Notes and exercises for learning design patterns
The factory starts empty:
class DocumentImporterFactory:
_importers = {}
Importer classes register themselves:
@DocumentImporterFactory.register(".md")
class MarkdownDocumentImporter(DocumentImporter):
...
Now adding a new importer does not require editing a central if / elif chain or registry dictionary inside the factory.
class DocumentImporterFactory:
_importers = {}
@classmethod
def register(cls, extension: str):
normalized_extension = extension.lower()
def decorator(importer_class):
cls._importers[normalized_extension] = importer_class
return importer_class
return decorator
@classmethod
def create_for_file(cls, path: str) -> DocumentImporter:
suffix = Path(path).suffix.lower()
try:
importer_class = cls._importers[suffix]
except KeyError:
raise ValueError(f"Unsupported document type: {path}") from None
return importer_class()
The decorator receives the class being decorated:
@DocumentImporterFactory.register(".md")
class MarkdownDocumentImporter(DocumentImporter):
...
The decorator stores it in the registry and then returns it:
def decorator(importer_class):
cls._importers[normalized_extension] = importer_class
return importer_class
Returning the class unchanged means the class name still refers to the class after decoration.
So this still works:
importer = MarkdownDocumentImporter()
In Exercise 3, adding XML support required editing the factory registry:
_importers = {
".xml": XmlDocumentImporter,
}
With registration, we can add a new class:
@DocumentImporterFactory.register(".xml")
class XmlDocumentImporter(DocumentImporter):
...
The factory class itself does not change.
That is closer to the Open/Closed Principle.
The factory is open to new importer classes through registration.
Registration adds indirection.
With a central registry, all supported formats are visible in one place:
_importers = {
".txt": PlainTextDocumentImporter,
".md": MarkdownDocumentImporter,
".html": HtmlDocumentImporter,
}
With decorator registration, the mapping is spread across the importer classes:
@DocumentImporterFactory.register(".txt")
class PlainTextDocumentImporter(...):
...
@DocumentImporterFactory.register(".md")
class MarkdownDocumentImporter(...):
...
That can be good because each importer owns its own registration.
But it can also make discovery harder.
There is another practical concern:
Registration only happens if the module containing the importer class is imported.

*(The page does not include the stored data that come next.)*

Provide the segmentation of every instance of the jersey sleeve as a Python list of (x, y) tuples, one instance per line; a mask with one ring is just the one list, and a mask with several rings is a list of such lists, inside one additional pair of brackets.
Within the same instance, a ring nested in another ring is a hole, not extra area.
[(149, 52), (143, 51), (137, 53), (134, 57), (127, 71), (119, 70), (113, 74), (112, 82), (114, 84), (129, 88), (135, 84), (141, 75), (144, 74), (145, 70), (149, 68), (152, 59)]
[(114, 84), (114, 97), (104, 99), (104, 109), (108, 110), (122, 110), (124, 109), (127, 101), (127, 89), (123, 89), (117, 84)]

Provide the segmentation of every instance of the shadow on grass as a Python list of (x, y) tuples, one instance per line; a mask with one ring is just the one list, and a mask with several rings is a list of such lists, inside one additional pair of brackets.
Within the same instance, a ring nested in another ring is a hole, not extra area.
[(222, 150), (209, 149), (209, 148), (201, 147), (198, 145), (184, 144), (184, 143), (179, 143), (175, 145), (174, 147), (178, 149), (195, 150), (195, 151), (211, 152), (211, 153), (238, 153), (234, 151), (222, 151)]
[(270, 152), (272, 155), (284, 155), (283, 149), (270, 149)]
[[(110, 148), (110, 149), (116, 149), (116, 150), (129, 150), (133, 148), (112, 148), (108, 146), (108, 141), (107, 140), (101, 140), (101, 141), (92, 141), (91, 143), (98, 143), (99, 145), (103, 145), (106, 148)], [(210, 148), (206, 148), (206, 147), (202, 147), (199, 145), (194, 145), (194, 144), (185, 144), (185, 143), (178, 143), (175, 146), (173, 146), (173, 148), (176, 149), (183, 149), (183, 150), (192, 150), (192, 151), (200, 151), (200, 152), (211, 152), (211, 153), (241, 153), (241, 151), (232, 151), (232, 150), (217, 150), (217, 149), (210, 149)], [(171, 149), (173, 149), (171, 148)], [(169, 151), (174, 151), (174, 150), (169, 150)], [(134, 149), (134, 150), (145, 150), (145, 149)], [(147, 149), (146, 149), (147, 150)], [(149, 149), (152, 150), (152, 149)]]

If an importer lives in a module that is never imported, its decorator never runs, and the factory will not know about it.
This exercise shows the usual design trade-off.
A simple factory is easier to understand:
if suffix == ".md":
return MarkdownDocumentImporter()
A registration-based factory is easier to extend:
@DocumentImporterFactory.register(".md")
class MarkdownDocumentImporter(DocumentImporter):
...
Neither is always better.
Use registration when the set of implementations changes often, or when external modules should be able to add new implementations.
Use a simple factory or registry dictionary when the set of implementations is small and stable.
A registration-based factory reduces the need to modify the factory when new concrete classes are added.
That makes it more open for extension.
But the extra flexibility comes with extra indirection and import/discovery concerns.